Draft Regulation 3 provides that the carbon tax payable by the abovementioned sectors will be determined by the sum of the GHG emissions for each category, less the allowances for each emissions category (combustion, fugitive or industrial process). The Regulations further provide that should a taxpayer undertake activities in different sectors and therefore potentially face different trade intensity risk levels simultaneously, a weighted average of the different tax-free allowance levels will be calculated.
An alternative approach to calculate the trade exposure allowance has also been proposed, where a taxpayer is of the opinion that the sector based allowance does not accurately reflect the level of the allowance that they should qualify for.

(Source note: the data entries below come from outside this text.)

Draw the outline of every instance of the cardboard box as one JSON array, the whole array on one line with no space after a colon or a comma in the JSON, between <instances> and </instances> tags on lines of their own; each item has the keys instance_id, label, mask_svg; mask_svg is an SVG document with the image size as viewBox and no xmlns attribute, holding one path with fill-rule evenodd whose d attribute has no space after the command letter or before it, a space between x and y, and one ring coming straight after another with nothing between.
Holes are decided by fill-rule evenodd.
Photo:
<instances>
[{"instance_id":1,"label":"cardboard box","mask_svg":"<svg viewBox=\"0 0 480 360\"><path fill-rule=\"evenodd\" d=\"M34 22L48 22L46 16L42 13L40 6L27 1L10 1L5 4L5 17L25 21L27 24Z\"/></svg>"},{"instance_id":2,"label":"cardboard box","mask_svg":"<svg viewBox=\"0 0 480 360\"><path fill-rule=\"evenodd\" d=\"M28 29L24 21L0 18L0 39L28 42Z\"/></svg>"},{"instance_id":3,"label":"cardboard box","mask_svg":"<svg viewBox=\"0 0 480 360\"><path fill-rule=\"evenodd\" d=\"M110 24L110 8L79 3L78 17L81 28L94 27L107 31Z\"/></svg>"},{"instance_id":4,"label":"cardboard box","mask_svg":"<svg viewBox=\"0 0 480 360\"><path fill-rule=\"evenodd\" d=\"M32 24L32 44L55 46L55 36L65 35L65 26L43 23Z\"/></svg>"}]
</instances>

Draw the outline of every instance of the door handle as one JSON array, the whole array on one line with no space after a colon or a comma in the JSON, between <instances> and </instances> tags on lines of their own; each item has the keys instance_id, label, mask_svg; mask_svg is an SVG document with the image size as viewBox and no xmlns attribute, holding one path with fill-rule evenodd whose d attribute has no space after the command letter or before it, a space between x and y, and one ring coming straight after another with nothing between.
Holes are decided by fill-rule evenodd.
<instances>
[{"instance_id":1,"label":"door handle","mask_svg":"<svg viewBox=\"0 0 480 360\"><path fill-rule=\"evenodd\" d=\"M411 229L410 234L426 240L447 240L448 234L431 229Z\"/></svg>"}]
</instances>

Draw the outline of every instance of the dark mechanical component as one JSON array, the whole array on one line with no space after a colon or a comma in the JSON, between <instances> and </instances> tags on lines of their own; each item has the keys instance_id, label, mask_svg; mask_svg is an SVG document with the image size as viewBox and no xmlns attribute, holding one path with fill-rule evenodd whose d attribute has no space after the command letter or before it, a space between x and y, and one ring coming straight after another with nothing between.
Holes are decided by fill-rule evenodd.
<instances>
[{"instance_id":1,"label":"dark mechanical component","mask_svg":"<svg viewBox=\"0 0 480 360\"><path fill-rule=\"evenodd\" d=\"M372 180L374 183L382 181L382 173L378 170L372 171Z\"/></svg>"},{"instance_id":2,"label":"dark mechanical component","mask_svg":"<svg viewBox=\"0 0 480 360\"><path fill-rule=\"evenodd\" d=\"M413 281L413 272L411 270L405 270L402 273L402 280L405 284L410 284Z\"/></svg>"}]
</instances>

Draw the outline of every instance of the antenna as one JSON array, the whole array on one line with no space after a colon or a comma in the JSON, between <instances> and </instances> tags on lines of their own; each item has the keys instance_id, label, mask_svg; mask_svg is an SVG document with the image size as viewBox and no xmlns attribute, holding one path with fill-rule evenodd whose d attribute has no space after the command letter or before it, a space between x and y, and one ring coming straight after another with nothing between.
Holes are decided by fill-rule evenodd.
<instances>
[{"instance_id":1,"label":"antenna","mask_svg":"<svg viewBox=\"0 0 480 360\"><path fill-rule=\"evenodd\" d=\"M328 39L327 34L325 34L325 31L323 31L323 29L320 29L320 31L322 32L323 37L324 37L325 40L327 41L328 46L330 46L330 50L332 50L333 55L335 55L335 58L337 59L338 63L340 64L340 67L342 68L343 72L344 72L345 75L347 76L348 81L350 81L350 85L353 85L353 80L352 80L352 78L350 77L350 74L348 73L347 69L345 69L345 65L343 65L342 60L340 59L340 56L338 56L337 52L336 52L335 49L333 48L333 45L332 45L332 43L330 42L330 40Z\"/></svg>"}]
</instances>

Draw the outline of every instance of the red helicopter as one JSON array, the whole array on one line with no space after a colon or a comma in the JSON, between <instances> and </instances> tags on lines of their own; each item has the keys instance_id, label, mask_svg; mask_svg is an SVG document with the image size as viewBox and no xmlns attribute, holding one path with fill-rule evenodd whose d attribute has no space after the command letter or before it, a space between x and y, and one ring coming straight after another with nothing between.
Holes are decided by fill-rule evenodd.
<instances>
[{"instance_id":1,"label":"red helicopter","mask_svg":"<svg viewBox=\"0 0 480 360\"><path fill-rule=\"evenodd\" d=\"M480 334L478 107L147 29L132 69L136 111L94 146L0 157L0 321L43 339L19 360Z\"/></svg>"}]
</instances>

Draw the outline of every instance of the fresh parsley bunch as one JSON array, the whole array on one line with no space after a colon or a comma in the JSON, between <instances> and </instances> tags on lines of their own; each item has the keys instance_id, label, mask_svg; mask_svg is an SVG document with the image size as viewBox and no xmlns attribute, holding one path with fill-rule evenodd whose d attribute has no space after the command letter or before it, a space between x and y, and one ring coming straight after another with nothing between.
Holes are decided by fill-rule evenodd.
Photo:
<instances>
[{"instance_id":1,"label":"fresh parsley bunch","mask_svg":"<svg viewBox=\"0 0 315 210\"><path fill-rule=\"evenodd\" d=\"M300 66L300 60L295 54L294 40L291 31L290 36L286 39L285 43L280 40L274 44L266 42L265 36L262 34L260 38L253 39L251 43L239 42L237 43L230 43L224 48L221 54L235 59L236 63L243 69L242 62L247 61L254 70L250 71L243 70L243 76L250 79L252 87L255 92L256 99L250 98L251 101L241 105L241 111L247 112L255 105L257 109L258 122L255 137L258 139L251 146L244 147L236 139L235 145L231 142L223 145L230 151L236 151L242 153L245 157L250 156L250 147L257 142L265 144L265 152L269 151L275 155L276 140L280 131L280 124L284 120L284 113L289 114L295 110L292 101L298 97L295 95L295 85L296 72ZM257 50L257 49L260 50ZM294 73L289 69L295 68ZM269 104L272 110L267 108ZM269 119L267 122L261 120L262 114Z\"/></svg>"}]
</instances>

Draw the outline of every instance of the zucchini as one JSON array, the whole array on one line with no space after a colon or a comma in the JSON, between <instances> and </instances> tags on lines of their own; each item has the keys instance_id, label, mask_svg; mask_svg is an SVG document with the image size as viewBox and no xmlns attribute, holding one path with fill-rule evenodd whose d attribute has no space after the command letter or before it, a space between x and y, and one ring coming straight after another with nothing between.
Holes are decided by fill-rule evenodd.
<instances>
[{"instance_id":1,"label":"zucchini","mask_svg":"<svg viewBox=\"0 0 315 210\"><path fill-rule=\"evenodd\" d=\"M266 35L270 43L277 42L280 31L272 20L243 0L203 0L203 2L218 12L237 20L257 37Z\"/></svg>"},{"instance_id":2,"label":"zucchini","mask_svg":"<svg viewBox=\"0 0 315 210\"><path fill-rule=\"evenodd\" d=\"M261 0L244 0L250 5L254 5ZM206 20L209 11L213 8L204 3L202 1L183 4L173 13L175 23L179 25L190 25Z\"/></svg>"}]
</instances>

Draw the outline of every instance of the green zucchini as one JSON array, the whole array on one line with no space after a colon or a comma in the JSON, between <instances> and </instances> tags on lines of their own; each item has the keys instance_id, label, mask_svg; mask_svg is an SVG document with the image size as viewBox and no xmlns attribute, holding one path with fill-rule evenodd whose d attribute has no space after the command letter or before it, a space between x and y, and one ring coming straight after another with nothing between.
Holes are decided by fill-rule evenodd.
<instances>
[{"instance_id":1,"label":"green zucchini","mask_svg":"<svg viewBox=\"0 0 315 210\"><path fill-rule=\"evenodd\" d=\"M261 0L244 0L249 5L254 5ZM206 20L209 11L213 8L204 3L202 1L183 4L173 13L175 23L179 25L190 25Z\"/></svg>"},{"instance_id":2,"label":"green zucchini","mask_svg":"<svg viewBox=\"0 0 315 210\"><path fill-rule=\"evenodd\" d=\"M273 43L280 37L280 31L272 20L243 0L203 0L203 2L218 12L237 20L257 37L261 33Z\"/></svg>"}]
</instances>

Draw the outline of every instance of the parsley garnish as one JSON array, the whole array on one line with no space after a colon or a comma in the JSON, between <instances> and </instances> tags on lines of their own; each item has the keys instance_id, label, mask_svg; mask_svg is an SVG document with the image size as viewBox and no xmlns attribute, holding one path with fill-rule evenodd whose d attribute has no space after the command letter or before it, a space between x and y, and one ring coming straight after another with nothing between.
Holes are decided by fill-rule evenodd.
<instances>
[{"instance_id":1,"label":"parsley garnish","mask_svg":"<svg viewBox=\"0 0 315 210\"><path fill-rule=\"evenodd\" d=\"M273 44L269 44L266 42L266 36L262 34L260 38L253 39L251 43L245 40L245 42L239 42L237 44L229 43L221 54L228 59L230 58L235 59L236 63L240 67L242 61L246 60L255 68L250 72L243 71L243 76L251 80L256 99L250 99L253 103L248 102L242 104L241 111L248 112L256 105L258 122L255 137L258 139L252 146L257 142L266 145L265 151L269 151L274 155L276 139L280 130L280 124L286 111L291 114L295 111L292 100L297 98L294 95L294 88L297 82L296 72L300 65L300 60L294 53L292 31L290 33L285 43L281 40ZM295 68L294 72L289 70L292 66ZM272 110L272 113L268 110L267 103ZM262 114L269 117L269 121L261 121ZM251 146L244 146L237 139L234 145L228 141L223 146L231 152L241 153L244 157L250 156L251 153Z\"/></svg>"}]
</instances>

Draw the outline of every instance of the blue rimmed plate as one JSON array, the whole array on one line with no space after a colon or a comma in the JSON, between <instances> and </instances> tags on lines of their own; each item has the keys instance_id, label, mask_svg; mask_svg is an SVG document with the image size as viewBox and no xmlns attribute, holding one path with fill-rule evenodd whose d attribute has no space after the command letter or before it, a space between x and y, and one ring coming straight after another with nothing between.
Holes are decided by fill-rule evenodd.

The Draft GHG Emissions Intensity Benchmarks
Where a taxpayer has implemented measures to reduce its GHG emissions in respect of a tax period, such taxpayer must receive an allowance in respect of that tax period, which is to be calculated against an approved sector or subsector emission intensity benchmarks. In other words, taxpayers that perform better than an approved sector or subsector emission intensity benchmarks will qualify for a performance allowance.
The Draft GHG Emissions Intensity Benchmark Regulations sets out in Annexure A the emissions intensity benchmarks for the sectors and subsectors.
Despite the broader regulatory framework for the carbon tax starting to come into effect, there are concerns related to whether the large emitters are in fact strategising and implementing measures in which to lower their emission and give achieve South Africa's transition to a low carbon economy. What we have seen is major emitters, particularly those in monopolised industries, directly passing-through their carbon tax liability to customers which pass-through does not appear to be prohibited. As such, there is no incentive to these entities to meaningfully engage in the allowances, which essentially seek to drive behaviour change.